[rabbitmq-discuss] Cluster Pathology

Fri Feb 13 10:26:00 GMT 2009

Drew,

On Thu, Feb 12, 2009 at 7:31 PM, Drew Smathers <drew.smathers at gmail.com> wrote:
> Steps to reproduce:
>
> 1. run publisher and consumer against one node to ensure queue is created there:
>
>  $ python publisher.py hostB 5
>  $ python consumer.py hostB # CTL-C after receiving 5 messages
>
> 2. run publisher/consumer against other node - hostA
>
>  $ python publisher.py hostA 20
>  $ python consumer.py hostA
>
> 3. Before publisher from step 2 has finished, bring down rabbitmq on hostB
>
>  hostB $ rabbitmqctl stop
>
> 4. After publisher from step 2 has finished, restart consumer:
>
>  $ python consumer.py hostA
>
> Notice messages delivered after hostB was brought down were not delivered.

Yes, this is the behaviour I would expect as well.
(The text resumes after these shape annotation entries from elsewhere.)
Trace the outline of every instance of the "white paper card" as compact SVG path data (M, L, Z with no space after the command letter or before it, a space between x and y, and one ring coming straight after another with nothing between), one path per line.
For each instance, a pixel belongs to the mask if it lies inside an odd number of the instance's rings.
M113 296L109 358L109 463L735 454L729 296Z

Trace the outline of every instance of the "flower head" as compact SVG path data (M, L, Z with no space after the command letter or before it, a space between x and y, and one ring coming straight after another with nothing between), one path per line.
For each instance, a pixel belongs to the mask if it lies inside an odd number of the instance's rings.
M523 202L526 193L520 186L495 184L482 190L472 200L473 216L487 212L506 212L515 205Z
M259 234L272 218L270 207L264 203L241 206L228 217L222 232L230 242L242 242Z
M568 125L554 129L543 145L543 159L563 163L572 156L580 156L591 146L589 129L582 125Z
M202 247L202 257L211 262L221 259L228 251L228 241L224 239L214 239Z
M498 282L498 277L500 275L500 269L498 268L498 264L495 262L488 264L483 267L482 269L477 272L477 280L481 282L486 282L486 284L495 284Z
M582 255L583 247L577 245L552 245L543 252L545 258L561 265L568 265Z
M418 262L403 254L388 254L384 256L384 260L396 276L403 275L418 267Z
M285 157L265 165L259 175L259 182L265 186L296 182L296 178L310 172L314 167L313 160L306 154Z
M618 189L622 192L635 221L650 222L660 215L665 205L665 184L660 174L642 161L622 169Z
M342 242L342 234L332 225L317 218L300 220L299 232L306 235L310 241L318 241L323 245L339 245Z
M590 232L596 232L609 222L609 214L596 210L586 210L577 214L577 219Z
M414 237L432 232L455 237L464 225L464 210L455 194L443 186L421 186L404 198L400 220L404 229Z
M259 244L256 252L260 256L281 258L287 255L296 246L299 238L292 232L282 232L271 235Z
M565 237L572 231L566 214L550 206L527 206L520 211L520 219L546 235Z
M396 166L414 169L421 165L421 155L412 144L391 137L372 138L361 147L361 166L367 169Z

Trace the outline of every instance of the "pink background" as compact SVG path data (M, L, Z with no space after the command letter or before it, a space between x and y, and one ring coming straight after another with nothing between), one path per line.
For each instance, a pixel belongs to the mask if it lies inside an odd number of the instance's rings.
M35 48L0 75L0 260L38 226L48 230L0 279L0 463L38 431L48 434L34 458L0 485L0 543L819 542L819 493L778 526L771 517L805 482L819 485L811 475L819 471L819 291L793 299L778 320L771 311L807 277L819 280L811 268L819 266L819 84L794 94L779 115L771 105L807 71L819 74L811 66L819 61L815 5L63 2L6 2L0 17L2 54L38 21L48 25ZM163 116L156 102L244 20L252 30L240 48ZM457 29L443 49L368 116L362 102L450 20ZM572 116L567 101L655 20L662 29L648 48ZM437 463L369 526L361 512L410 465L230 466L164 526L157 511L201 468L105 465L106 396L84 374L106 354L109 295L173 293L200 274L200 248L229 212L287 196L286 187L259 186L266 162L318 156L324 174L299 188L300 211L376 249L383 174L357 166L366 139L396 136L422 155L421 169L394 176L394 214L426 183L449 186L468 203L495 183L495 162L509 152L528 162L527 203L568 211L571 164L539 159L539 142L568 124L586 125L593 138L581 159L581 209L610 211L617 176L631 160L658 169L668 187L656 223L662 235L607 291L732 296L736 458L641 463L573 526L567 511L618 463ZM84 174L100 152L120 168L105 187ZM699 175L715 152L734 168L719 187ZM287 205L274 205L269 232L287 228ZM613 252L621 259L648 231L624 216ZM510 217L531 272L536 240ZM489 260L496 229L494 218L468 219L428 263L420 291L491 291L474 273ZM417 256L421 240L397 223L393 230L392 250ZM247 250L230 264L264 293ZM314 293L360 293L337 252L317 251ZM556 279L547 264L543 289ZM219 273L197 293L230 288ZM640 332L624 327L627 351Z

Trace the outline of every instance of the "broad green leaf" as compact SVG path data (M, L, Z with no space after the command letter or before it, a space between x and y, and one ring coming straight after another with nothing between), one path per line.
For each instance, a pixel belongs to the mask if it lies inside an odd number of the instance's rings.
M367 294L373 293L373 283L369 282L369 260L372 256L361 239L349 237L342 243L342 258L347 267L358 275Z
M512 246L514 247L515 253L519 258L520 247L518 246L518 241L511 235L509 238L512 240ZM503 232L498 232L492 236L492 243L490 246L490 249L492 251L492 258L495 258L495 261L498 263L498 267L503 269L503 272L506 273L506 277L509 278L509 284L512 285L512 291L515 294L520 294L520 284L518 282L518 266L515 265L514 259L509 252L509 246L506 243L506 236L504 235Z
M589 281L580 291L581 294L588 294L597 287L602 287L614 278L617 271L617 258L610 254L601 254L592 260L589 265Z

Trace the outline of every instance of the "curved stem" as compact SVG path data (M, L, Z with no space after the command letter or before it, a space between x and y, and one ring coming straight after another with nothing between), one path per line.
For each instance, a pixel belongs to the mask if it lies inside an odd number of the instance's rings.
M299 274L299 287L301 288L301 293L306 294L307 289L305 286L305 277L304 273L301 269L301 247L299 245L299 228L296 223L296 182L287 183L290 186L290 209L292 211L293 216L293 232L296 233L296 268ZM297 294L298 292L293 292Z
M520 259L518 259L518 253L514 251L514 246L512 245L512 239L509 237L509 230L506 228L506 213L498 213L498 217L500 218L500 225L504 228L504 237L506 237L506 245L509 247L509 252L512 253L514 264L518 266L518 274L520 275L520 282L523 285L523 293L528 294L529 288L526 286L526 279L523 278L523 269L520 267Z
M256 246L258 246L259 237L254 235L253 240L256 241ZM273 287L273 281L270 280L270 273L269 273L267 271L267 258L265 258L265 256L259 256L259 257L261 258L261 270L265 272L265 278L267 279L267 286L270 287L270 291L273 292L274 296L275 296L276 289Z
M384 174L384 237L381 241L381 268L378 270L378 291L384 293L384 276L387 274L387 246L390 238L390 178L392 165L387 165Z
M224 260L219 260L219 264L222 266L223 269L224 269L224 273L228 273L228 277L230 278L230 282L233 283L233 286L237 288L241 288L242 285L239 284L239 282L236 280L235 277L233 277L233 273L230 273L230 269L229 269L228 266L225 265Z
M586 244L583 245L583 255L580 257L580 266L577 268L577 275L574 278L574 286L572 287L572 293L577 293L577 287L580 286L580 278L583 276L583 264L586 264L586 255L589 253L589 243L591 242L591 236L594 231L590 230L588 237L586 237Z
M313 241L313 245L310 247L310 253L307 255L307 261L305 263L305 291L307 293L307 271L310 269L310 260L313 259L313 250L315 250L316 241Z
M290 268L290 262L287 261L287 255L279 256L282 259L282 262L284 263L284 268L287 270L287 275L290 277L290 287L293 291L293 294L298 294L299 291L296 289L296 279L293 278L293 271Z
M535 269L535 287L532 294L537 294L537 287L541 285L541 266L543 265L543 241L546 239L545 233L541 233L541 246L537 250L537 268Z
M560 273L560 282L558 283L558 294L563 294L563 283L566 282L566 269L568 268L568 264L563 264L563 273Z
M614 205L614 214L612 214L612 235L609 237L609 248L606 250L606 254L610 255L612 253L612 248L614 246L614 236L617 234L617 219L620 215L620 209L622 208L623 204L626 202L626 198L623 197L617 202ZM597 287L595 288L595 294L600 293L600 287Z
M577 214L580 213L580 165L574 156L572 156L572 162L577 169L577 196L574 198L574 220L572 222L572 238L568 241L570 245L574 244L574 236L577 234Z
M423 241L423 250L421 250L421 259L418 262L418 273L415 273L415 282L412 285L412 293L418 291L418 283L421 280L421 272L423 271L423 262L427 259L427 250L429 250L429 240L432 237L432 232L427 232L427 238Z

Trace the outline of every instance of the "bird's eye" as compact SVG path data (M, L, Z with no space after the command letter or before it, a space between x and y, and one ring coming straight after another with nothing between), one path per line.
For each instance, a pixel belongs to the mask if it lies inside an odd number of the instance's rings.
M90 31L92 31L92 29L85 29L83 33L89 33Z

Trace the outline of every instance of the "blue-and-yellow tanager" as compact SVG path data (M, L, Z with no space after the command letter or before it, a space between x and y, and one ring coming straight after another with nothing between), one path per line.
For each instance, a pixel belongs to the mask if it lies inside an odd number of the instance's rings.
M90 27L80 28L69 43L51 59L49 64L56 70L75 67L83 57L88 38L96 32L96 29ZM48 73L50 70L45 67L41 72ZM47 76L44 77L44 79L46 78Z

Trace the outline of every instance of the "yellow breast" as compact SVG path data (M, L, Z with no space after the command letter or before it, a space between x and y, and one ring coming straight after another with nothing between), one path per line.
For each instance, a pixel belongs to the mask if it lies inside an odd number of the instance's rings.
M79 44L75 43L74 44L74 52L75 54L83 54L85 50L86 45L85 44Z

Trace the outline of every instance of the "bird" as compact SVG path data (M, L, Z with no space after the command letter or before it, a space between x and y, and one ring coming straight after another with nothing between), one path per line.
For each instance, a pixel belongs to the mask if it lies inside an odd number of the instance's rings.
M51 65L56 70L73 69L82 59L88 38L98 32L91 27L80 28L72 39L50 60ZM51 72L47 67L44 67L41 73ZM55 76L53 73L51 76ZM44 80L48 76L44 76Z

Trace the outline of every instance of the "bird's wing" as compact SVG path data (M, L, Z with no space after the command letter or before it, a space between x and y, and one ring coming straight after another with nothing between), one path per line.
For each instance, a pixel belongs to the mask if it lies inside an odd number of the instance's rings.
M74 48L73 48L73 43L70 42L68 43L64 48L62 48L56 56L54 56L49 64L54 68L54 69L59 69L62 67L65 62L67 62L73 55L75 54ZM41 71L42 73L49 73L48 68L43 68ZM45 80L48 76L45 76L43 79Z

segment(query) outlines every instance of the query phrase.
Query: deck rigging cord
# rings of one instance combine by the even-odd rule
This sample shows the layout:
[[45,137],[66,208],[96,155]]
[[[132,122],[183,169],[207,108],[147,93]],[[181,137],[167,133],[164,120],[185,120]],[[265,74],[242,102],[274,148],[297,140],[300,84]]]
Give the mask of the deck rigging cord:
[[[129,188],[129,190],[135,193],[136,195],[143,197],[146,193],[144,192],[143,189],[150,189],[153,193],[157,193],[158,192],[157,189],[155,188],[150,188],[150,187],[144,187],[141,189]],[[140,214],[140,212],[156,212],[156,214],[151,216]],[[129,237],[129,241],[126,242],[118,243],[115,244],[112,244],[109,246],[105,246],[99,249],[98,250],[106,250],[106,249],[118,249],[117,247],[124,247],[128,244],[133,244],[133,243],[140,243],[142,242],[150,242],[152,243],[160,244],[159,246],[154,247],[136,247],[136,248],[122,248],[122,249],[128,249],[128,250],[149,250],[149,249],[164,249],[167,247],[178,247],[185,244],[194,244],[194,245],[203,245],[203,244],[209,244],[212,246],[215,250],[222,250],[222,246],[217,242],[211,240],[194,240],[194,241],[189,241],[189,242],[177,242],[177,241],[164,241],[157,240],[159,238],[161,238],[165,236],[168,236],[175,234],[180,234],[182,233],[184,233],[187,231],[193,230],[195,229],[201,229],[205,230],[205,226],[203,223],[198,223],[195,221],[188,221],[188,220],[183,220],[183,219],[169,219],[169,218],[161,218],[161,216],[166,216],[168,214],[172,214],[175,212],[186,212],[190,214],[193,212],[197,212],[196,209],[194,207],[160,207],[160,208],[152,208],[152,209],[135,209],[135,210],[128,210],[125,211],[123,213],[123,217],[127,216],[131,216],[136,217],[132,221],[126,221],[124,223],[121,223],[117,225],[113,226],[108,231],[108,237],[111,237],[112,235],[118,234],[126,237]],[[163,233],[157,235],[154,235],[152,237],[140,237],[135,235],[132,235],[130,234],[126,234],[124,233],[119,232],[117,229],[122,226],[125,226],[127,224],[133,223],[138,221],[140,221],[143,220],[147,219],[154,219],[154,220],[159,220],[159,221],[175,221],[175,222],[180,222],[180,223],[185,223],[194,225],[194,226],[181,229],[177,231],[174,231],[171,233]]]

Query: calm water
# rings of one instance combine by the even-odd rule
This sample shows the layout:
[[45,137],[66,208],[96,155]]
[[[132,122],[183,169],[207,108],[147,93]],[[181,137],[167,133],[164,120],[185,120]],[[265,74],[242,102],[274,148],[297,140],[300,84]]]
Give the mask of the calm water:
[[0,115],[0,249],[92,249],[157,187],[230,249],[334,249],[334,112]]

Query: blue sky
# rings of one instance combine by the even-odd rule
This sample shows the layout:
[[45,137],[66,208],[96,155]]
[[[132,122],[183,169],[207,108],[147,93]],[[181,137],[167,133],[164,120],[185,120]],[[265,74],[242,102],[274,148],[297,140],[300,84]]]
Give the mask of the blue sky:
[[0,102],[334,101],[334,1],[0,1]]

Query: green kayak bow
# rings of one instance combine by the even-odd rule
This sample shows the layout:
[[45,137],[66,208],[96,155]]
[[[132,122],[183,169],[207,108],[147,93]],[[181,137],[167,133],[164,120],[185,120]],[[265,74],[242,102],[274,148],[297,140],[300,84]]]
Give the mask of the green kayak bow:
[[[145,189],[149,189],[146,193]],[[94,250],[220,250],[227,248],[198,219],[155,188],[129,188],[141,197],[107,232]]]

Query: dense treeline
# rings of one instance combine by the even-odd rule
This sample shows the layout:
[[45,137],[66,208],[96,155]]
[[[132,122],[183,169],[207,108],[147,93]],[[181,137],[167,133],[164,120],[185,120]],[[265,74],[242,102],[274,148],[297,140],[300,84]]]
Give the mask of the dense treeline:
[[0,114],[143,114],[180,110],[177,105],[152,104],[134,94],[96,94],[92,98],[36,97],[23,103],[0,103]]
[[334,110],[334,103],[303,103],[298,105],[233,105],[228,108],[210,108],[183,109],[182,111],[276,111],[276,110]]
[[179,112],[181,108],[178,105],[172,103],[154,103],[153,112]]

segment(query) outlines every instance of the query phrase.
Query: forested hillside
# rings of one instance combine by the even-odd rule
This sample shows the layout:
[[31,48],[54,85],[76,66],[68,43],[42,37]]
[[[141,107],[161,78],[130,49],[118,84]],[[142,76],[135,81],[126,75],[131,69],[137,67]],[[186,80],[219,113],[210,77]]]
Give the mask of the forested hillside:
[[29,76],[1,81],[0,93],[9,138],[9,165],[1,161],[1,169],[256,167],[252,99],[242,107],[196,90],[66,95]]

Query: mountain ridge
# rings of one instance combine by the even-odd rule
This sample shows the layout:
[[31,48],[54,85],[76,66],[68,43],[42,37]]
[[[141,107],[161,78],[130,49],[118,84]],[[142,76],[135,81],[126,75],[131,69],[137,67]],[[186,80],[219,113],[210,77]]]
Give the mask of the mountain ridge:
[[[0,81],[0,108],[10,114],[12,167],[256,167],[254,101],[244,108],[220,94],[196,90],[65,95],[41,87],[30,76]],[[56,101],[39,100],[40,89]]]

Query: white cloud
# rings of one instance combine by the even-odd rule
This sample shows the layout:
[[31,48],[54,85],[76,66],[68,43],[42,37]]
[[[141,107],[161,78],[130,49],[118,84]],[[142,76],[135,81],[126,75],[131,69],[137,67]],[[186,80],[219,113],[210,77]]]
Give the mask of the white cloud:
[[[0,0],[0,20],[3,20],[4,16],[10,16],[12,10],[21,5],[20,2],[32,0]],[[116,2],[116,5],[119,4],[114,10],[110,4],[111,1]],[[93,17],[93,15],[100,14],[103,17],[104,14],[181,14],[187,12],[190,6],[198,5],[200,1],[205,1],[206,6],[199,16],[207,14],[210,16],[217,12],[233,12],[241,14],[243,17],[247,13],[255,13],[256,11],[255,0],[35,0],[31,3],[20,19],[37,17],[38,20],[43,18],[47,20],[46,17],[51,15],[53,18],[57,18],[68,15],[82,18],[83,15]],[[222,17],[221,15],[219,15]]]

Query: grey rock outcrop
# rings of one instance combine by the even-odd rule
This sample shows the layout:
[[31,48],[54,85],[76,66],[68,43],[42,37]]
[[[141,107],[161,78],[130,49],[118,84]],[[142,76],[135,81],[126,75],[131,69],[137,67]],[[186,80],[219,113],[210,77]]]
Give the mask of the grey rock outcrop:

As indicated
previously (on this thread and the other related one) this is because
the queue to which both consumers are subscribed was initially
declared on node B. Because there is

a) no automatic failover, just recovery;
b) no propagation of the queue removal event to each consumer (the
spec compliancy issue);

the queue is taken down and the guy consuming via node A will be none
the wiser. Any subsequent messages published to that queue will be
treated as unroutable and hence will be discarded. To recover from
this situation, you would need to restart node B and restart the
consumer on node A.

Obviously it would be nice to have better handling for this kind of
thing, which will probably happen at some stage.

HTH,

Ben